そのため、純粋な処理性能のみを考えた場合のコスパは「Core i9-13900K」に大きめに負けてしまいます。電力や発熱で優位性がある点は考慮すべきですが、常に安定した高パフォーマンスを求めるなら高性能な電源やクーラーは必須ですし、この価格のCPUを検討するレベルのハイエンドユーザーにとっては些細な差です。

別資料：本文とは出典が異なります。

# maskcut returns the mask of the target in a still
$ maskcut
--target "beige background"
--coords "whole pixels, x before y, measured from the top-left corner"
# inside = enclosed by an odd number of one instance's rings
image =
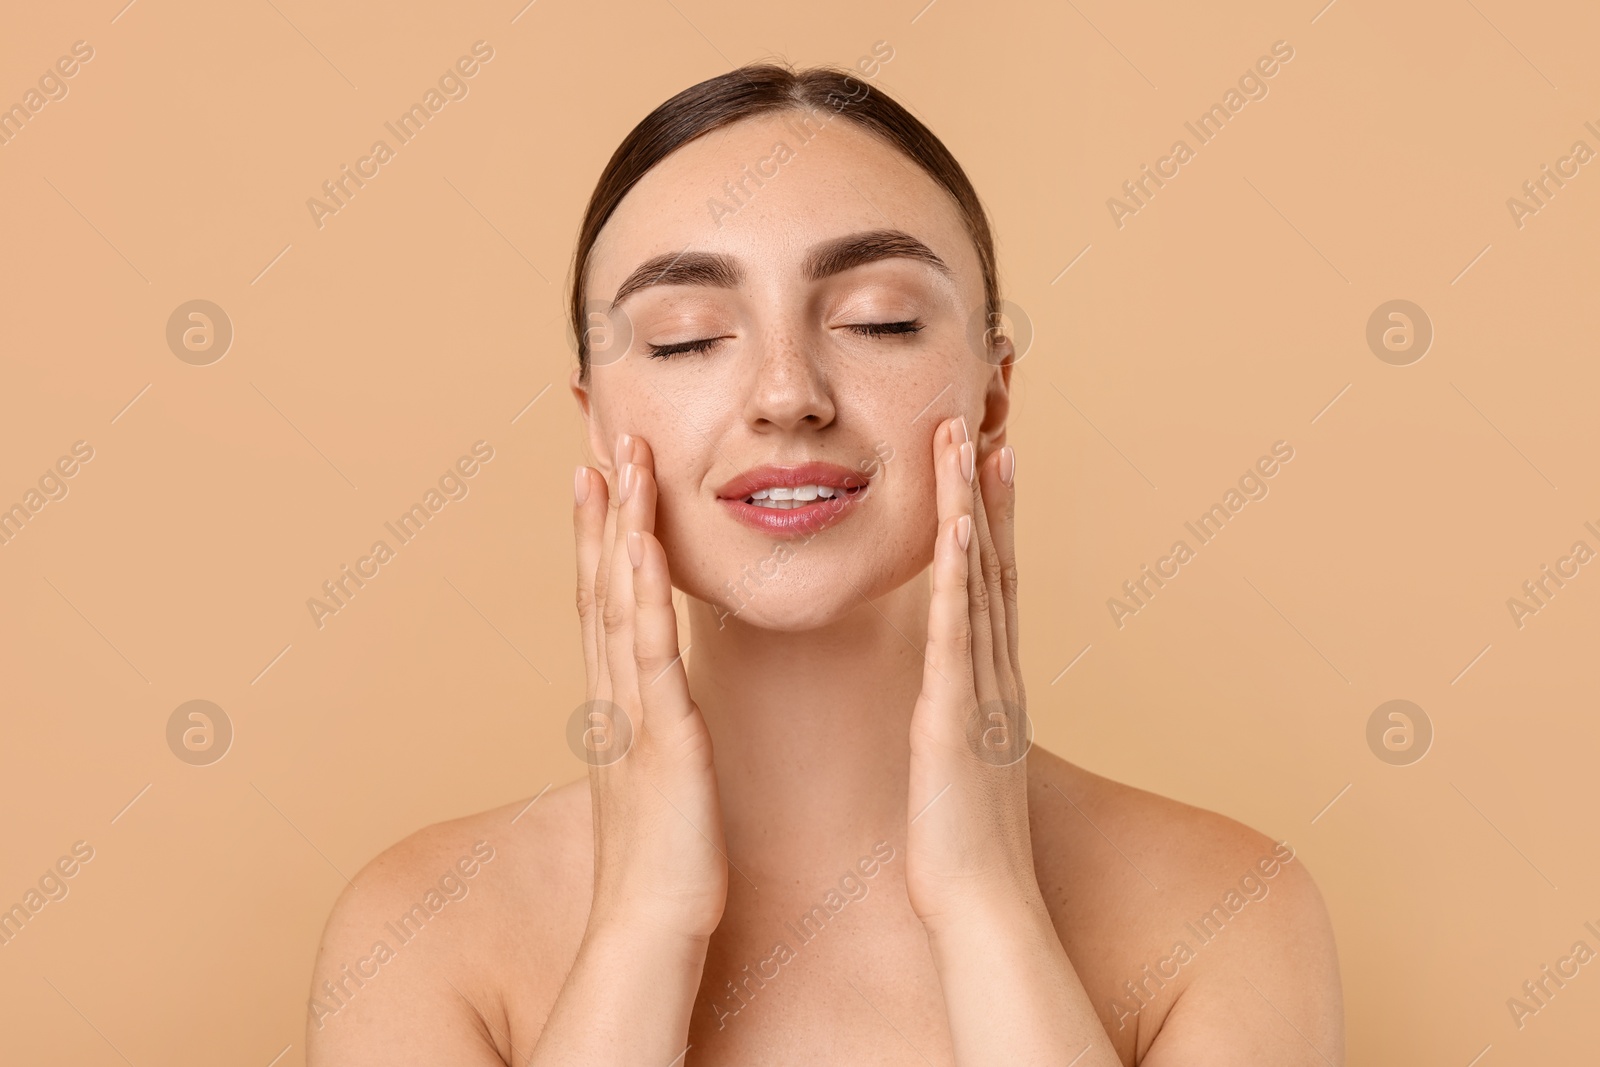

この価格とコスパの点については個人の用途や好みに左右される部分なので、明確な評価はここではしません。ただし、個人的な見解としては、自作ユーザーには最も強力なハイエンドCPUとして高い地位を得ると思いますが、BTOでは変わらず「Core i9-13900K」人気が続きそうな気がします。


といった感じで、記事は以上になります。

同時に発売される「Ryzen 9 7900X3D」と、4月に発売予定の「Ryzen 7 7800X3D」の性能も気になるところですが、ひとまずは恐らく最も注目度の高い「Ryzen 9 7950X3D」に触れてみました。価格の高さはやはり気になるところですが、Core i9にゲーミング性能で真っ向から対抗できるRyzenが遂に最新世代で登場したのは非常に面白い市場になると思います。性能とコスパのみで見れば少し不利ではありますが、電力面では明らかに勝っているのが一般消費者にどう評価され、どのような地位に落ち着くのが非常に興味深いです。